# League of Legends Match Analysis

This notebook analyzes the match data collected using the Riot Games API.

In [None]:
import pandas as pd
import matplotlib.pyplot as plt
import seaborn as sns

# Set plot style
plt.style.use('ggplot')
sns.set(font_scale=1.2)

In [None]:
# Load the match data
df = pd.read_csv('../data/lol_match_data.csv')

# Display basic information
print(f"Total matches: {len(df)}")
df.head()

In [None]:
# Basic statistics
df.describe()

## Win Rate Analysis

In [None]:
# Calculate win rate
win_rate = df['win'].mean() * 100
print(f"Overall win rate: {win_rate:.2f}%")

# Win rate by champion
champion_stats = df.groupby('champion').agg({
    'win': ['mean', 'count'],
    'kills': 'mean',
    'deaths': 'mean',
    'assists': 'mean',
    'kda': 'mean'
}).sort_values(('win', 'count'), ascending=False)

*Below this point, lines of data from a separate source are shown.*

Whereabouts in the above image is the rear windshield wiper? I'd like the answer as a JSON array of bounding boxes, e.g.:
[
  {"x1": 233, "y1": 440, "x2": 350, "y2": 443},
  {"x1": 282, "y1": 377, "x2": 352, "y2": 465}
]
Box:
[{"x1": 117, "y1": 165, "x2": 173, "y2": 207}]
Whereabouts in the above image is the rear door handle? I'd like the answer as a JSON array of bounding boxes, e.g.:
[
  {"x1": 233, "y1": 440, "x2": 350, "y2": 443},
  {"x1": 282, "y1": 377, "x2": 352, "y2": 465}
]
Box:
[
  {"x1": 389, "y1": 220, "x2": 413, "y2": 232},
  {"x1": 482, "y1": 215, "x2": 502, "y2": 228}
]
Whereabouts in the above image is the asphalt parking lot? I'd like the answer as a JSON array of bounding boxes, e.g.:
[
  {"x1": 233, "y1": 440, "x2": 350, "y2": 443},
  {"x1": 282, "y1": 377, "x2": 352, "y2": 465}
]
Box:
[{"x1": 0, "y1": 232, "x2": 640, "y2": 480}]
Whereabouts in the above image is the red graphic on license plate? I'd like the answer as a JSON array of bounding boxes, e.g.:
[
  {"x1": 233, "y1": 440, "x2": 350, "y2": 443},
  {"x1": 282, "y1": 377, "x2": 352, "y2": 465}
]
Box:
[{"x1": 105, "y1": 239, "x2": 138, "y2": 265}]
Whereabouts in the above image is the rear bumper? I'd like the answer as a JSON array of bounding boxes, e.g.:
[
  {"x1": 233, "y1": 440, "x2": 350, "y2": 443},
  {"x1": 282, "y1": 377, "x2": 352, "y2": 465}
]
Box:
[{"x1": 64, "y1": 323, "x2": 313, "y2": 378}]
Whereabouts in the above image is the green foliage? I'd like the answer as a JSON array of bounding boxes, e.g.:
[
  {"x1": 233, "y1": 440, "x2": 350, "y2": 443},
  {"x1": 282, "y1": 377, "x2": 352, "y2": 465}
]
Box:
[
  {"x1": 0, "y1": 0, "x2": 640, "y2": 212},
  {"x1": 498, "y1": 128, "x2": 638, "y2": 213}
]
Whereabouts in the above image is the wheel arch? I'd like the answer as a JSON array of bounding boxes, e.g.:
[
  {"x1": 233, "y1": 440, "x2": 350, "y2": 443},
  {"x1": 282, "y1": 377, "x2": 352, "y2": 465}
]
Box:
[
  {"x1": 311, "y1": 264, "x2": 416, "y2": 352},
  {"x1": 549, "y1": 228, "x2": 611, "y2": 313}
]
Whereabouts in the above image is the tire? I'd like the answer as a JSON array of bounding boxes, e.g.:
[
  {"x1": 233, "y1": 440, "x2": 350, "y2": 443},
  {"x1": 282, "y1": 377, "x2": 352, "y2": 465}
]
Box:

# Convert win rate to percentage
champion_stats[('win', 'mean')] = champion_stats[('win', 'mean')] * 100

# Display champion stats
champion_stats.head(10)

## Performance Metrics Visualization

In [None]:
# Plot KDA distribution
plt.figure(figsize=(10, 6))
sns.histplot(df['kda'], bins=20)
plt.title('KDA Distribution')
plt.xlabel('KDA')
plt.ylabel('Frequency')
plt.axvline(df['kda'].mean(), color='red', linestyle='--', label=f'Mean: {df["kda"].mean():.2f}')
plt.legend()
plt.show()

In [None]:
# Plot CS per minute vs. KDA
plt.figure(figsize=(10, 6))
sns.scatterplot(data=df, x='cs_per_min', y='kda', hue='win')
plt.title('CS per Minute vs. KDA')
plt.xlabel('CS per Minute')
plt.ylabel('KDA')
plt.show()

## Game Duration Analysis

In [None]:
# Plot game duration distribution
plt.figure(figsize=(10, 6))
sns.histplot(df['game_duration_minutes'], bins=15)
plt.title('Game Duration Distribution')
plt.xlabel('Game Duration (minutes)')
plt.ylabel('Frequency')
plt.axvline(df['game_duration_minutes'].mean(), color='red', linestyle='--', 
            label=f'Mean: {df["game_duration_minutes"].mean():.2f} min')
plt.legend()
plt.show()

In [None]:
# Analyze win rate by game duration
df['duration_bucket'] = pd.cut(df['game_duration_minutes'], bins=[0, 20, 25, 30, 35, 40, 100], 
                              labels=['<20', '20-25', '25-30', '30-35', '35-40', '>40'])

duration_win_rate = df.groupby('duration_bucket')['win'].agg(['mean', 'count'])
duration_win_rate['mean'] = duration_win_rate['mean'] * 100

plt.figure(figsize=(10, 6))
ax = sns.barplot(x=duration_win_rate.index, y=duration_win_rate['mean'])
plt.title('Win Rate by Game Duration')
plt.xlabel('Game Duration (minutes)')
plt.ylabel('Win Rate (%)')

# Add count labels
for i, count in enumerate(duration_win_rate['count']):
    ax.text(i, 5, f'n={count}', ha='center')

plt.show()